Published on July 7, 2015

  • Share:
  • Share on Twitter
  • Share on Facebook
  • Email Article

Posted: July 6, 2015
Byrd Newspapers
HARRISONBURG — The Shenandoah Valley Battlefields National Historic District has taken steps to make the area’s Civil War history more accessible to modern travelers.

As part of that effort, the district recently unveiled a fresh look.

The organization launched an updated, mobile-friendly website at and introduced a new logo. The changes were rolled out at its final Sesquicentennial Conference, held in Staunton late last month.

The rebranding comes at a time when how Americans access information continues to shift to mobile platforms and just after the end of the commemoration of the war’s 150th anniversary. The timing of the shifts isn’t coincidence.

“I know we discussed website changes off and on throughout the sesquicentennial,” said Keven Walker, CEO of the historic district. “Nobody wanted to change horses midstream.

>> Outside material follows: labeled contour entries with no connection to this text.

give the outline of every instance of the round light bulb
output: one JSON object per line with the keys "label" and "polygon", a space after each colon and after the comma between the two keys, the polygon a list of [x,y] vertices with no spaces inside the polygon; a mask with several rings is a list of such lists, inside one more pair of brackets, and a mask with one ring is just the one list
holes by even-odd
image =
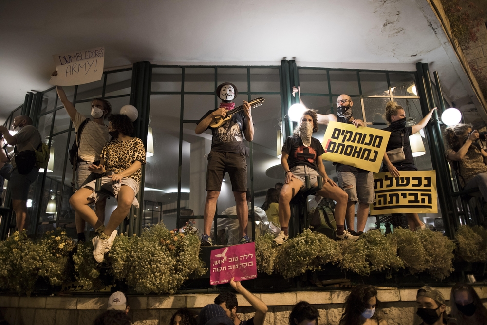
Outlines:
{"label": "round light bulb", "polygon": [[305,111],[306,108],[302,104],[298,103],[291,105],[287,114],[291,121],[299,122],[301,119],[301,117],[303,115],[303,113]]}
{"label": "round light bulb", "polygon": [[447,125],[455,125],[462,120],[462,113],[456,108],[445,110],[441,114],[441,121]]}

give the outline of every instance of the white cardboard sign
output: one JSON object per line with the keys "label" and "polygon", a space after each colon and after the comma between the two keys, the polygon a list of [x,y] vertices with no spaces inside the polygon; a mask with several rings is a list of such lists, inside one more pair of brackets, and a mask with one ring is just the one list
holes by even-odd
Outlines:
{"label": "white cardboard sign", "polygon": [[57,86],[75,86],[96,81],[103,75],[105,47],[96,47],[53,56],[57,76],[49,83]]}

“The end of the sesquicentennial allowed us to take a breath and make a concerted effort and thoughtful process and have a time when a launch of that nature would not get lost in everything else that was going out to the public.”

Historic district staff members worked with WHITE, a marketing and advertising agency based in Herndon, on both facets of the rebranding effort.

Rob Aitcheson, the historic district’s director of policy and communications, said Luray Caverns officials recommended the firm. WHITE made some price concessions so the nonprofit could save as much money as possible to pursue its mission of preserving battlefield sites.

Walker said the website update was the most important change for the historic district because improving access for mobile-device users is vital, especially for reaching young adults and youth.

“One of the things that’s important to us is keeping a relevant connection between our historic sites and the upcoming generation,” he said. “That’s on their smartphones, and that’s where we wanted to be.”

The average website lifespan is three to five years, Aitcheson said, and hadn’t been updated in nearly five years. The redesigned website is easier for people to use as they visit local war attractions.

“For people to be able to use it on the battlefields,” he said, “that was a big thing for us.”

The new site is more streamlined and interactive, is designed for visitors to use finger swipes to move between screens instead of hyperlink clicks, and has been built so navigation is easier for younger users, said Walker. To keep from losing visitors with shorter attention spans, less information is included on pages but those interested in the content can access more information.

“It’s designed to allow you to drill down farther if you have the desire to,” he said, “but not flood you with information analytics is telling us bores people before they start reading.”

The new logo features an image of Thomas Garland Jefferson, one of the 10 Virginia Military Institute cadets killed in action at the Battle of New Market on May 15, 1864, or died afterward as a result of battle wounds. He also was the great-great-nephew of President Thomas Jefferson.

Aitcheson said he, Walker and Terry Heder, the historic district’s director of interpretation, education and history, had a conference with WHITE to discuss ideas for the image. The firm produced six logos for their consideration.

“The one that featured an actual soldier overlooking the Shenandoah Valley really spoke to us,” he said, “not only as employees of the NHD but as civil war buffs, loving history.”

The shape of the mountains was changed a bit to better reflect Massanutten Mountain, and the historic district’s board of trustees gave the revised image its stamp of approval to replace the logo in use since 2011.

The goal of the rebranding is to highlight the need for preservation efforts to continue, Aitcheson said, and the logo is designed to reflect that need.

“I think [the board] agreed with the staff consensus that we needed to rebrand ourselves for the post-sesquicentennial era,” he said. “We wanted to capture the emotion and the heartache of and after the war as we need to continue to preserve Civil War battlefields.”